In this second post in the series “Practices for Data Warehousing with Ascend” (see the first post here), we’ll explore the concept of automating the management of a data warehouse through projection of source data.
First, let’s talk about the concept of “projection” by using the metaphor of a video projector. A video projector takes source material encoded as data in the form of video, processes that data and projects that data onto a destination (i.e. a projection screen), where viewers see the projected video data. In this case, consider the source material to be your source data (upstream from your data warehouse), the projector as your data pipeline, and your data warehouse as the projection screen.
Figure 1: Data warehouse as a projection of source data
This metaphor is imperfect but helpful. “Projection” in the sense of a video projector is ephemeral/temporary. You turn on a projector and an image appears. If you were to turn off the projector, the image disappears, and when you turn it on again, the image would be reconstructed and displayed again.
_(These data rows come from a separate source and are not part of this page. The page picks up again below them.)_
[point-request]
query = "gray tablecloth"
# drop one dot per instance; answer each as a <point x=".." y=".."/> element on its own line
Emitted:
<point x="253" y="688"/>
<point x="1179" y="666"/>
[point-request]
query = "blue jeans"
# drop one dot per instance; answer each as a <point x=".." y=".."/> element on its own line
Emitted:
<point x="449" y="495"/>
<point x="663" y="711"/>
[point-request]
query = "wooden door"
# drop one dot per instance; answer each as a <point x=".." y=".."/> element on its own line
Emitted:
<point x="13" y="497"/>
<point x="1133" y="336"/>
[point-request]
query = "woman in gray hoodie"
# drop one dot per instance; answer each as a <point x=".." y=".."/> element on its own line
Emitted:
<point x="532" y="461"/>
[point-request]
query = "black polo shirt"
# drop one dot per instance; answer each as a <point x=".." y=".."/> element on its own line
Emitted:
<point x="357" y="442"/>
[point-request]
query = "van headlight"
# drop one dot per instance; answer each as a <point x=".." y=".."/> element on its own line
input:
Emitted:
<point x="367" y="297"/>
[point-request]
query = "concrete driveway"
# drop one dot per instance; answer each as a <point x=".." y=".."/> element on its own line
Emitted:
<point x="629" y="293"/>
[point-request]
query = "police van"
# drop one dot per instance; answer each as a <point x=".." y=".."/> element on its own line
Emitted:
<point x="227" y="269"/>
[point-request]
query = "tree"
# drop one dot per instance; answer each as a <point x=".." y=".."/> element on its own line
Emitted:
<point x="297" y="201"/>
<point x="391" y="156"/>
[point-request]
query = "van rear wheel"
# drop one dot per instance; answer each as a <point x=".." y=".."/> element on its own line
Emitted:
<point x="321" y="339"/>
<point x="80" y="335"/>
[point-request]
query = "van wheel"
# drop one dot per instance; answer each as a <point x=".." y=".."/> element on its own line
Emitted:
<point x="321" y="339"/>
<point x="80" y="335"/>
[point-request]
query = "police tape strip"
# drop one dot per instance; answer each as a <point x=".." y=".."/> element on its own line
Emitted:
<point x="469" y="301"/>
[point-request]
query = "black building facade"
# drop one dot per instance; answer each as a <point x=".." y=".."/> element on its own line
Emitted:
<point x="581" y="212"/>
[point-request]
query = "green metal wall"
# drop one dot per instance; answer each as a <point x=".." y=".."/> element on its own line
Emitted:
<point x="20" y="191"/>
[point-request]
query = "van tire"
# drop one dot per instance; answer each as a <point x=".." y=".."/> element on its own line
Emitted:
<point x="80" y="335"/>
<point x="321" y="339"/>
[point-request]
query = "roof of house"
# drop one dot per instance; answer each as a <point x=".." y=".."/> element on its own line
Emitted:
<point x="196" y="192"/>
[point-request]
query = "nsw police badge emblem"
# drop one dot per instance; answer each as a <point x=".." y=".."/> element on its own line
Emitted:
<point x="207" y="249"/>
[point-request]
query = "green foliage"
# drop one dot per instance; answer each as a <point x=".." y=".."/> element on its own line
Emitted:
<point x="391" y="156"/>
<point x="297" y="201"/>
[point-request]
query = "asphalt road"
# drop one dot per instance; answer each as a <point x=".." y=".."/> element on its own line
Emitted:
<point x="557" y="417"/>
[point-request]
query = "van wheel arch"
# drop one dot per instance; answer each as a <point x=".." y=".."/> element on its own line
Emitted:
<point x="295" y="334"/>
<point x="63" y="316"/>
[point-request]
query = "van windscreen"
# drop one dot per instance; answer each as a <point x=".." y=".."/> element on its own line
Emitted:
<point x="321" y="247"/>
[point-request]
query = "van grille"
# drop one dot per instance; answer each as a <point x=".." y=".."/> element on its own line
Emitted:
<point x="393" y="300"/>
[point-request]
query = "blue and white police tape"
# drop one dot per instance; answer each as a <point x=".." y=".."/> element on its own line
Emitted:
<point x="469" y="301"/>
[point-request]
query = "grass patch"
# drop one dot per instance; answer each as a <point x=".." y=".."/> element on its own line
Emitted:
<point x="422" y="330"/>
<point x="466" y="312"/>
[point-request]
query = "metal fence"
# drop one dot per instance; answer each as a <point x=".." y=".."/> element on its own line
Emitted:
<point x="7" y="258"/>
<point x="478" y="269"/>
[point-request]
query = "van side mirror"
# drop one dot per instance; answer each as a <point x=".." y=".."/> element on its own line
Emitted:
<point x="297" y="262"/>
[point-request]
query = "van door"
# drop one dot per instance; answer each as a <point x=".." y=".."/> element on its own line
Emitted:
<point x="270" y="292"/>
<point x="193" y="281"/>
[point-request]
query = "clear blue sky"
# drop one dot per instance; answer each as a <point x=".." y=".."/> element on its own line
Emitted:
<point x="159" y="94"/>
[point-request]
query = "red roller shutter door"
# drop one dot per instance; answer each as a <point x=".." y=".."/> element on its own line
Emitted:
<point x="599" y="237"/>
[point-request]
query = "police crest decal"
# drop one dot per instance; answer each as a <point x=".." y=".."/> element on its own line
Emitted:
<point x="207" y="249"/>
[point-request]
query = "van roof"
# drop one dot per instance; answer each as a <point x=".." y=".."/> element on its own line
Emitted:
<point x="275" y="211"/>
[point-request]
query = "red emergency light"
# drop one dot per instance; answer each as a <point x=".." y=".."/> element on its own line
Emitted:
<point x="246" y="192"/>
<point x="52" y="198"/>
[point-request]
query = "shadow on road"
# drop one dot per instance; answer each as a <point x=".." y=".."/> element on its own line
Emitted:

The “disappearing” act of a projection is not as relevant to our discussion—your data warehouse doesn’t disappear if you turn off your data pipeline! What is important from this metaphor, though, is the way it changes your thinking about what your data warehouse is—something that can be “re-projected” as needed—a pretty big idea.
When you are building a data warehouse, you use a combination of operations to apply transformations to data (for example, data integration or unified data engineering tools such as Ascend). Some database/data warehouse vendors themselves use the term “projection” to describe how data is physically stored in their engines (e.g. Vertica). While data may go through a series of many different transformations and operations while in a pipeline, typically, one can think about the final step as being a kind of projection (or rather being projected) onto the destination. If this sounds like materialized views at all… that is also related!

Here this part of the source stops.